## Assignment 2: Text Scraping & Clustering

This notebook is the second part of COMP41680 Assignment 2 and covers corpus exploration. The nltk.download, as seen at the bottom of the list of imports, was needed during implementation to run the lemmatizer function. Uncomment the download if it is required. There is also a stemming tokenizer which can be used instead if issues occur.

In [None]:
from sklearn.feature_extraction.text import  TfidfVectorizer
from sklearn.cluster import AgglomerativeClustering
import matplotlib.pyplot as plt
import os
import nltk
import numpy as np
import scipy.cluster.hierarchy as hac
from sklearn.cluster import KMeans
from nltk.stem.porter import PorterStemmer
from sklearn.metrics.pairwise import cosine_similarity
from sklearn.manifold import MDS
import matplotlib as mpl
import pandas as pd
import mpld3
from scipy.cluster.hierarchy import fcluster
from scipy.cluster.hierarchy import ward, dendrogram
from sklearn.feature_extraction.text import CountVectorizer
from IPython.display import display, HTML
#nltk.download('wordnet')
%matplotlib inline 


In [None]:
def stem_tokenizer(text):
    # use the standard scikit-learn tokenizer first
    standard_tokenizer = CountVectorizer().build_tokenizer()
    tokens = standard_tokenizer(text)
    # then use NLTK to perform stemming on each token
    stemmer = PorterStemmer()
    stems = []
    for token in tokens:
        stems.append( stemmer.stem(token) )
    return stems

def lemma_tokenizer(docs):
    # use the standard scikit-learn tokenizer first
    standard_tokenizer = CountVectorizer().build_tokenizer()
    tokens = standard_tokenizer(docs)
    # then use NLTK to perform lemmatisation on each token
    lemmatizer = nltk.stem.WordNetLemmatizer()
    lemma_tokens = []
    for token in tokens:
        lemma_tokens.append( lemmatizer.lemmatize(token) )
    return lemma_tokens

### Part 1: Read and Process Text
Each text file contains two strings, the first is the title and the second is the article. These are stored in a directory named data which is located in the same directory as this jupyter notebook. These text files will now be read in. Each article is appended to a list of strings named docs. Each title is read into a seperate list of strings named titles.

In [None]:
DATA_DIR = "data/"
for root, dirs, files in os.walk(DATA_DIR):
    docs=[]
    titles = []
    file_names = []
    for file in files:
        with open(root + file, 'r') as file_input:
            raw_document = file_input.readlines()
            docs.append(raw_document[1])
            titles.append(raw_document[0].replace('\n', ''))
            
    # Print some info to see what was read in
    print("root:",root)
    print("\nFirst 2 docs:\n", docs[0:2])
    print("\nFirst 10 titles:\n", titles[0:10])

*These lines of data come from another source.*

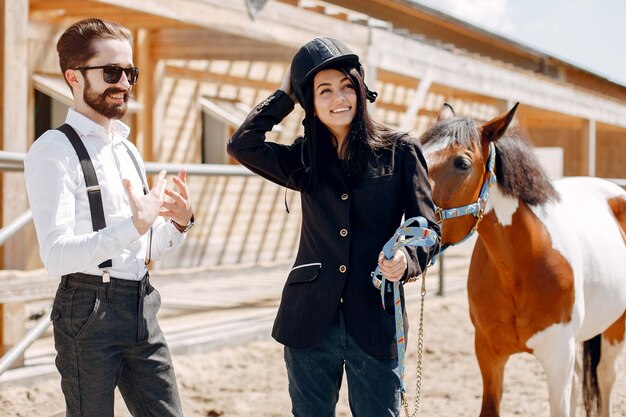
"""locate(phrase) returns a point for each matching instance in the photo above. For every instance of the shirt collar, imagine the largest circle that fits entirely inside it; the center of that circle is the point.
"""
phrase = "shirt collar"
(85, 126)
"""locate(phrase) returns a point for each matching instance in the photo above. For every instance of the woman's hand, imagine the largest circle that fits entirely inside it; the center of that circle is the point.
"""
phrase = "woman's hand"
(393, 269)
(286, 84)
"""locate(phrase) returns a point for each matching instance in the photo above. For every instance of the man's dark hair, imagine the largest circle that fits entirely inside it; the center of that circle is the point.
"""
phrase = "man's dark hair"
(76, 45)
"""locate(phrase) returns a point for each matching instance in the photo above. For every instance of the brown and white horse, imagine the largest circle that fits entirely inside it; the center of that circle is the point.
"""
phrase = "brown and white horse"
(549, 266)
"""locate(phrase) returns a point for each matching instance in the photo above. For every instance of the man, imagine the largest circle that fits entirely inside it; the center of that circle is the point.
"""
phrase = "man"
(99, 237)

### Part 2: Process Text and Create Document Term Matrix
The articles will now be pre-processed and the document term matrix created. This pre-processing involves making all characters lower case and removing terms which occur in more than 80% of documents and less than 5 documents. English stop words are also removed. 1, 2 and 3 ngrams are used and lemmatization is applied. The maximum number of features is set to 200,000.

In [None]:
vectorizer =  TfidfVectorizer(max_df=0.8, max_features=200000,
                                 min_df=5, stop_words='english',
                                 use_idf=True, tokenizer=lemma_tokenizer, ngram_range=(1,3))
tfidf_matrix = vectorizer.fit_transform(docs)
tfidf_list = tfidf_matrix.todense().tolist()
df_tfidf = pd.DataFrame(tfidf_list , index=titles, columns=vectorizer.get_feature_names())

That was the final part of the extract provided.